On peut bien évidemment interroger la légitimité des textes qui nous sont donnés à lire et poser la question de la littérarité, questions d’ailleurs à laquelle répond l’auteur dans ce livre (Comment améliorer…) par le biais d’une approche psychanalytique mesurée et des plus stimulantes.

Ses contre-enquêtes sur le Chien des Baskerville ou sur le Meurtre de Roger Ackroyd l’amenaient tranquillement à démontrer que Sherlock Holmes ou Hercule Poirot, sans doute enivrés par leurs propres succès en arrivaient à se méprendre sur la véritable nature des criminels.

Le lecteur qui a aimé Qui a tué Roger Ackroyd ? trouvera dans le dernier opus de Pierre Bayard, une troisième hypothèse réjouissante qui n’est ni celle d’Hercule Poirot, ni celle de l’essayiste.

La théorie des univers parallèles

Avec Il existe d’autres mondes, Pierre Bayard s’attaque à la théorie quantique pour la mettre au service de la littérature : voilà qui est inattendu ! Voilà pourtant qui inaugure de riches réflexions empreintes de cette impertinence qui fait le charme de ses essais. Mais s’agit-il bien d’essais ?

L’ouvrage commence par s’intéresser à l’histoire des univers parallèles. Après avoir évoqué les précurseurs de la théorie, il nous rappelle le sort de ce pauvre chat de Schrödinger qui, à l’issue d’une opération bien barbare – la radioactivité libèrera ou non un gaz mortel dans la boîte où l’on a enfermé l’animal –, se trouve à la fois mort et vivant, comme un atome peut être à la fois entier et désintégré. On peut en déduire que « certains états de la matière apparemment contradictoires » peuvent coexister. La théorie des univers parallèles est fondée.

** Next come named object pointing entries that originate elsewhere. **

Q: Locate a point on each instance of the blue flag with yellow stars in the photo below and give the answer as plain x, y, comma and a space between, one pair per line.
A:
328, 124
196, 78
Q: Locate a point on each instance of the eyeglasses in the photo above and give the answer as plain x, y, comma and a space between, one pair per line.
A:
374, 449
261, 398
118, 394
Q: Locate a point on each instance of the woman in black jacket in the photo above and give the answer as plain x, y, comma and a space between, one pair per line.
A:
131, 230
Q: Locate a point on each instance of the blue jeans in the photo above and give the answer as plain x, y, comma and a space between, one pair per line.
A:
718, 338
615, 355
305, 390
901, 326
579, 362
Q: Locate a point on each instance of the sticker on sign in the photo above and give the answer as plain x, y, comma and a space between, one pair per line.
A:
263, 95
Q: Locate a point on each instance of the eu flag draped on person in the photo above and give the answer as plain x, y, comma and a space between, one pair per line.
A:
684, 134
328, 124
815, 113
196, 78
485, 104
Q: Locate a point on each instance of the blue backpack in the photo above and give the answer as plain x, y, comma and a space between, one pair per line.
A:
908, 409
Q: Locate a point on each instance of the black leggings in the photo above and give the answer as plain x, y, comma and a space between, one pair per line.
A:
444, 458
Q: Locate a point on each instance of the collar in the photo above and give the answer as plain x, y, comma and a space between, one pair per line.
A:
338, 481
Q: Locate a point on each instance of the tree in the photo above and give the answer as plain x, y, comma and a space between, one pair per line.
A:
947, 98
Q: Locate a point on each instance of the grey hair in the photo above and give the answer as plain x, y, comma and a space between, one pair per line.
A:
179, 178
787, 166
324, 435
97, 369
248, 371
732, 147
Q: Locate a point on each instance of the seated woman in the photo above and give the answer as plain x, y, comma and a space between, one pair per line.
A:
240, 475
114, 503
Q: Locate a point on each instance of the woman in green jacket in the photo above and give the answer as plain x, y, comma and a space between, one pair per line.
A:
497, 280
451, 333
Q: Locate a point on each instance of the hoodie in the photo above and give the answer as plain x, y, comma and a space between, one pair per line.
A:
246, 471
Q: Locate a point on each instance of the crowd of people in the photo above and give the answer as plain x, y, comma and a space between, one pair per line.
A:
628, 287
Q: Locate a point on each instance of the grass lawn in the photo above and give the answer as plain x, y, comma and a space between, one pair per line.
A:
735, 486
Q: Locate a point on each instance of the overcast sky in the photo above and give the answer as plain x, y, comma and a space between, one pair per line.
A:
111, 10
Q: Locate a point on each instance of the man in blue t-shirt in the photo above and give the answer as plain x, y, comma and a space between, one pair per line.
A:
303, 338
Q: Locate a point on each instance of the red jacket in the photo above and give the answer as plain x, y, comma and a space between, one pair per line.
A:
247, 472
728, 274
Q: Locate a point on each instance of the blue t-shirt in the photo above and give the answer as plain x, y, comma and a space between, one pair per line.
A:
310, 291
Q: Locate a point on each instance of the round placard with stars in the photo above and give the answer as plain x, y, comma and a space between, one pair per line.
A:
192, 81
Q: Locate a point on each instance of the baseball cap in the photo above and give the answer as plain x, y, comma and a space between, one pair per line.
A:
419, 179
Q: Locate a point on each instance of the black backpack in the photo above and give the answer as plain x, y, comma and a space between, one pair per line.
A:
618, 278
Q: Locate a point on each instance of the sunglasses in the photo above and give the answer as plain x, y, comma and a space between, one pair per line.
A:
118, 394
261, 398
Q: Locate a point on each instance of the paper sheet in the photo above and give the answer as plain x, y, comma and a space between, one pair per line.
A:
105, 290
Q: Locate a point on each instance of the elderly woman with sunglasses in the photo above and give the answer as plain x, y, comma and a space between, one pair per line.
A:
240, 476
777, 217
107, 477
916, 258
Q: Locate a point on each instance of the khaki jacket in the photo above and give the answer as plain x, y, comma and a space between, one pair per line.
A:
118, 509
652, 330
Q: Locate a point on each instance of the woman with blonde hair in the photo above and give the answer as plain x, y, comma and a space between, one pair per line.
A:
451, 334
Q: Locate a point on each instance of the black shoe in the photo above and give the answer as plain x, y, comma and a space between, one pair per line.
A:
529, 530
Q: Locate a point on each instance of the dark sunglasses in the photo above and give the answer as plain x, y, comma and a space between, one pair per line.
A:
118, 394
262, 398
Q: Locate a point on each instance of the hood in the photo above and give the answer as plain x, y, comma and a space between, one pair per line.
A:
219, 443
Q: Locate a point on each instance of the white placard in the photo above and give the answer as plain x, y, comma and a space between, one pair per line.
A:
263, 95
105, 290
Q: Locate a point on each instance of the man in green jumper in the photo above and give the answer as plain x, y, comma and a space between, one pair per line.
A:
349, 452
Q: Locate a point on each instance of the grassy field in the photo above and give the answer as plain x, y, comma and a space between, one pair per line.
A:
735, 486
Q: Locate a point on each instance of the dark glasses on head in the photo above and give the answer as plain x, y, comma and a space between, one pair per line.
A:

La science fiction s’y intéresse depuis longtemps. Pierre Bayard montre par exemple que la théorie des mondes parallèles permettrait de résoudre le fameux paradoxe soulevé par le roman de Barjavel dans Le Voyageur imprudent. Pour mémoire, le héros qui voyage dans le temps entraîne involontairement la mort de son ancêtre ; de ce fait, il n’existe pas mais, n’existant pas, il ne peut causer la mort de cet ancêtre et donc…

On le voit : seule une théorie qui permet au héros d’être à la fois mort et vivant – comme le chat – nous permet d’échapper au paradoxe.

L’inquiétante étrangeté

Et si l’on pouvait voyager à travers les mondes parallèles ? La physique nous signifie que c’est irréalisable, mais les séries télévisées et les auteurs de science-fiction ont depuis longtemps fait le voyage et, pour ces voyageurs, rencontrer son double n’a rien d’inenvisageable.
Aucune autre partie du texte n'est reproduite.